Civil engineering materials Professor wins prize for research into greener concrete
Professor Susan Bernal Lopez was rewarded for her contributions to materials science and engineering by the IOM3.
Developing new cements and concretes that are greener and more durable is the focus of the research led by Professor Bernal Lopez, who is an EPSRC Early Career Fellow. Concrete is one of the most widely used materials in the world, and as a result contributes to around 8% of the world’s global CO2 emissions.
By studying new low-carbon cements, Professor Bernal Lopez and her team aim to develop sustainable cement alternatives that can be produced from wastes or by-products from different industrial, mining or agricultural processes.
The IOM3 (Institute of Materials, Minerals and Mining) recognises personal achievements and rewards researchers for excellence in their published work and contributions to the profession.
Professor Bernal Lopez was delighted to receive the 2020 IOM3 Rosenhain Medal and Prize. She said:
“I feel humbled and honoured to be the recipient of this prestigious award, in recognition of the distinguished contributions my team and I are making to the field of cementitious materials science.

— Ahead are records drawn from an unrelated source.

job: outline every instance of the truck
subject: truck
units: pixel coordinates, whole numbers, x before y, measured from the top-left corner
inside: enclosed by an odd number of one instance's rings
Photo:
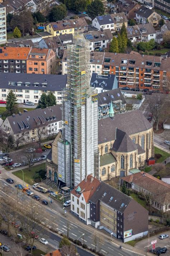
[[[39,192],[42,192],[42,193],[47,193],[48,192],[48,190],[45,189],[44,187],[41,187],[40,186],[37,186],[34,187],[33,187],[34,189],[35,189],[37,191],[39,191]]]

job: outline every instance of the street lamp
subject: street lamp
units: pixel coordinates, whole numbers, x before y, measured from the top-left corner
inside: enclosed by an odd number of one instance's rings
[[[82,237],[83,235],[85,235],[84,233],[84,234],[82,234],[81,235],[80,235],[80,236],[79,237],[79,238],[77,238],[77,241],[78,241],[78,240],[79,240],[79,239],[80,238],[80,237]]]
[[[22,172],[23,172],[23,186],[24,187],[24,172],[22,170],[22,169],[20,169],[20,168],[11,168],[10,169],[18,169],[18,170],[19,170],[20,171],[22,171]]]
[[[103,219],[104,220],[109,220],[109,219],[111,219],[112,220],[112,218],[109,217],[109,218],[104,218]],[[111,239],[112,240],[112,235],[113,234],[113,233],[112,232],[112,222],[111,223],[111,233],[110,234],[111,235]]]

“I have been privileged to work with amazing researchers from different fields throughout the years. This has broadened my approach to research in cement and concrete to drive innovation.”
The University of Leeds is home to leading facilities such as its Centre for Infrastructure Materials, a UKCRIC integrated research capability designed to help civil engineers transform the materials of today.
The Neville Centre of Excellence in Cement and Concrete Engineering is also a valuable point of contact for both industry and academia to drive innovation and research-led education in cement and concrete.
Professor Bernal Lopez added:
“The UK’s research in Materials Science and Engineering is world-leading, and with so many exciting developments going on in this field. It is particularly pleasing that IOM3 recognises the important role of my research in cement and concrete.
...it is important to continue supporting the creation and understanding of more eco-efficient materials for the development of our future built environment.
“Infrastructure is usually taken for granted until something goes wrong. So, it is important to continue supporting the creation and understanding of more eco-efficient materials for the development of our future built environment.”
The IOM3 awards ceremony is currently scheduled to take place in December 2020, subject to change.
The IOM3 Rosenhain Medal and Prize is awarded in recognition of distinguished achievement in any branch of materials science.
The Materials and Structures research group is part of the School of Civil Engineering at Leeds.
The UKCRIC Centre for Infrastructure Materials is based at the University of Leeds.
The Neville Centre of Excellence in Cement and Concrete Engineering is based at the University of Leeds.